Mariam made her way carefully down the slope, the wailing baby clutched tight in one arm as she tried to balance with the other. “Hello, Sir Simon,” she said rather breathlessly as she stopped her half-slide down the rocks.
“Just Simon, dear. The Sir is for when I have to be official.” Simon looked at the still wailing baby in her arms. “And who are you? Was the dragon’s roar too loud?” he cooed, wiggling one gauntleted finger in front of the baby’s face, to be grabbed by two tiny hands. In the same tone he continued. “Don’t be scared, she’s a nice dragon. She truly is. We’ll just finish this up and get you something nummy to eat, would you like that?”
He had to be a grandfather, Miriam quickly realized, as the wailing baby hiccuped, looked surprised for a moment, then giggled happily. “Are you and the dragon going to fight?” she asked.
“Well, I was hired to rescue you,” Simon replied, retrieving his finger from the baby’s grip.
“I”m sorry, ‘hired’?”
“Exactly.” He held out his hand to her. “Sir Simon of the Broken Lands, professional monster duelist. I’ve battled wyverns, outsmarted sphinxes, dealt with occasional bridge troll, and fought dragons. Mostly dragons as a matter of fact. I’m the one they send in when some poor maiden is kidnapped and unransmoed, and no younger, unmarried knight wants the job.”
“I see.” Miriam shook his hand automatically, then blinked, thinking about what he’d just said. “So no one else wants to rescue me? Should I be insulted by that or not?”

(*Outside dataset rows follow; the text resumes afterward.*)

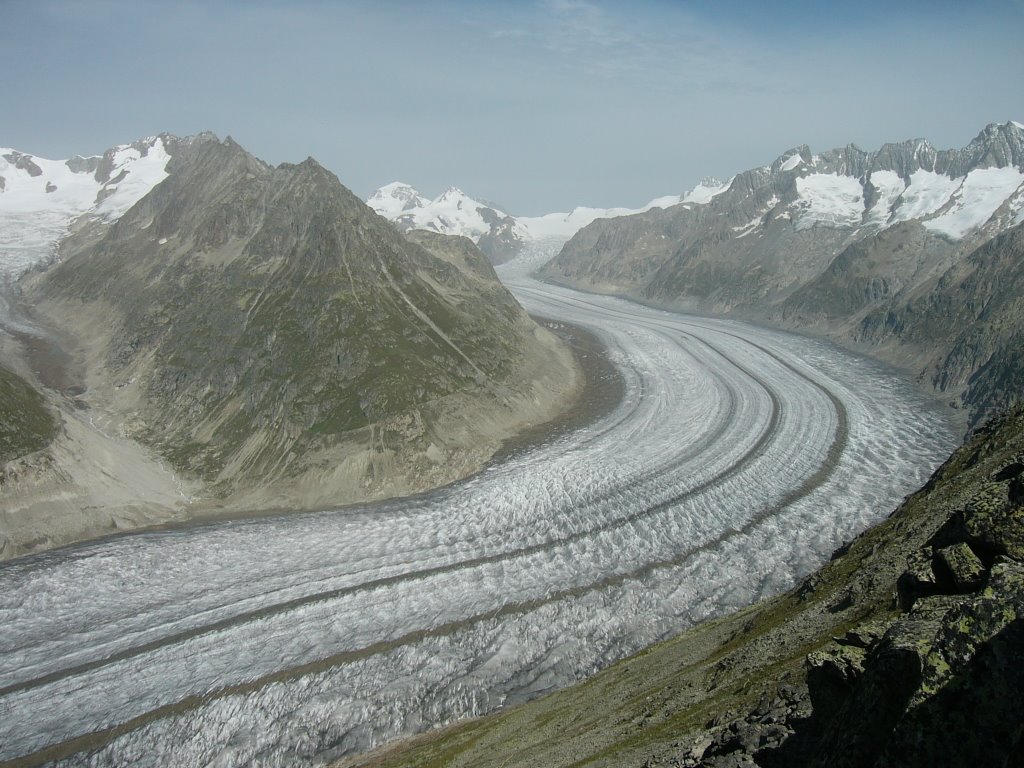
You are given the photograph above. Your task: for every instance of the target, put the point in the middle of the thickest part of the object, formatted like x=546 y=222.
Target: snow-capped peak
x=706 y=190
x=40 y=198
x=394 y=199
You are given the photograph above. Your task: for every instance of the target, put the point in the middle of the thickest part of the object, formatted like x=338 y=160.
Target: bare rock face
x=910 y=252
x=260 y=326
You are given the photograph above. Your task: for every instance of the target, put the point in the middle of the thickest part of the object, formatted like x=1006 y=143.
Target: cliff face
x=266 y=332
x=887 y=251
x=904 y=650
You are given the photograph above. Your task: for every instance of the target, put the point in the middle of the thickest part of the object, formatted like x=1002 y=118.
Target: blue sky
x=536 y=105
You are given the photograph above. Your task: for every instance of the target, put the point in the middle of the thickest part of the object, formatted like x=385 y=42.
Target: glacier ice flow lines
x=736 y=461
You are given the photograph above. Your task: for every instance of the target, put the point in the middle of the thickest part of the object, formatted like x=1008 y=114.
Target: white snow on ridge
x=36 y=211
x=452 y=213
x=706 y=190
x=889 y=187
x=792 y=162
x=829 y=200
x=980 y=195
x=927 y=194
x=567 y=224
x=457 y=213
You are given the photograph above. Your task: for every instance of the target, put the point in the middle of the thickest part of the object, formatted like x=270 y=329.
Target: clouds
x=540 y=105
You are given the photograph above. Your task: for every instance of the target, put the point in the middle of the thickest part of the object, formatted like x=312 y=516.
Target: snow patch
x=792 y=162
x=978 y=198
x=706 y=190
x=927 y=194
x=889 y=186
x=35 y=216
x=829 y=200
x=454 y=212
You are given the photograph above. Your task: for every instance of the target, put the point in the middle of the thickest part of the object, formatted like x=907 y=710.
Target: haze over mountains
x=909 y=252
x=265 y=333
x=499 y=235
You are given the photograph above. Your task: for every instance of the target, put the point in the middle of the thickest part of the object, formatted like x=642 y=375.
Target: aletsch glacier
x=738 y=459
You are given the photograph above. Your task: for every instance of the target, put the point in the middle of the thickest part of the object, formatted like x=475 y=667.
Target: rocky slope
x=265 y=333
x=848 y=243
x=904 y=650
x=40 y=198
x=499 y=235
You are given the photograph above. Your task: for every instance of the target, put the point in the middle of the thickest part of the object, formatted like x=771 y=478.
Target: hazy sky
x=536 y=105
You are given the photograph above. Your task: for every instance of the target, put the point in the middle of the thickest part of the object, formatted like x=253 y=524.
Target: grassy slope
x=26 y=424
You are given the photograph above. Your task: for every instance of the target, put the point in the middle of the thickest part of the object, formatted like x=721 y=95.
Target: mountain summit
x=877 y=249
x=268 y=334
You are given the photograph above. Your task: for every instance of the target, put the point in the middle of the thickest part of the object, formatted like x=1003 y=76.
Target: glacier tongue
x=36 y=209
x=737 y=460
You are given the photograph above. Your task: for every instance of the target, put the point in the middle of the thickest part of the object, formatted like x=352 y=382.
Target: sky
x=538 y=107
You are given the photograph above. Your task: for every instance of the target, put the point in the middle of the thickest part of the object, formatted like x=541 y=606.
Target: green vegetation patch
x=26 y=423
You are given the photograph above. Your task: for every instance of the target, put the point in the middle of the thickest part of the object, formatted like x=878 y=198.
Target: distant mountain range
x=499 y=235
x=909 y=252
x=40 y=198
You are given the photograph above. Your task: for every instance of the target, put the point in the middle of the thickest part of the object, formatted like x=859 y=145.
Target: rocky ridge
x=499 y=235
x=267 y=335
x=867 y=248
x=904 y=650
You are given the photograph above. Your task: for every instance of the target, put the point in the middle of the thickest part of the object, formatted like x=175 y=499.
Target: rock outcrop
x=909 y=253
x=906 y=649
x=270 y=337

“I shouldn’t think so,” he said amiably. “Honestly, it’s become quite unfashionable for women to find a husband this way. Though I’ll admit it’s a bit cheaper nowadays as well. Repairing the dings in one’s armor can be quite expensive, never mind the stabling costs for a warhorse.”
“I know,” the dragon said, her tone growing melancholy. “It used to be I’d have a waiting list of princesses wanting to be kidnapped each season. Took me seven years to find this one.”
“I’m not really a princess,” Miriam corrected.
“It says you are here,” Simon said, showing her his paperwork. “I saw the king sign it himself.” He glanced at the glowing runes encircling her neck, eyes narrowing. “Though I’m beginning to believe there’s more to it than that.”
“She’s a wild mage, completely untrained,” the dragon explained. “By the time I found her she was convinced that she was possessed by a demon, and her own family had staked her out hoping I’d just eat her.”
“Ugh, peasants,” Simon declared. Then he frowned deeply. “Wait, if she’s the daughter of peasants, why would the king get himself involved?”
“Because he’s concerned about his people?” Miriam ventured. At the dragon and Simon’s mutually dumbfounded expressions, she added, “No?”
“No,” Simon confirmed. “Well, unlikely at least.”
“It’s a mystery,” the dragon agreed.
Simon looked cheered. “Oh, you know what that means, don’t you?”
“What?” Miriam asked.
“You get to go on a quest,” the dragon and knight both exclaimed.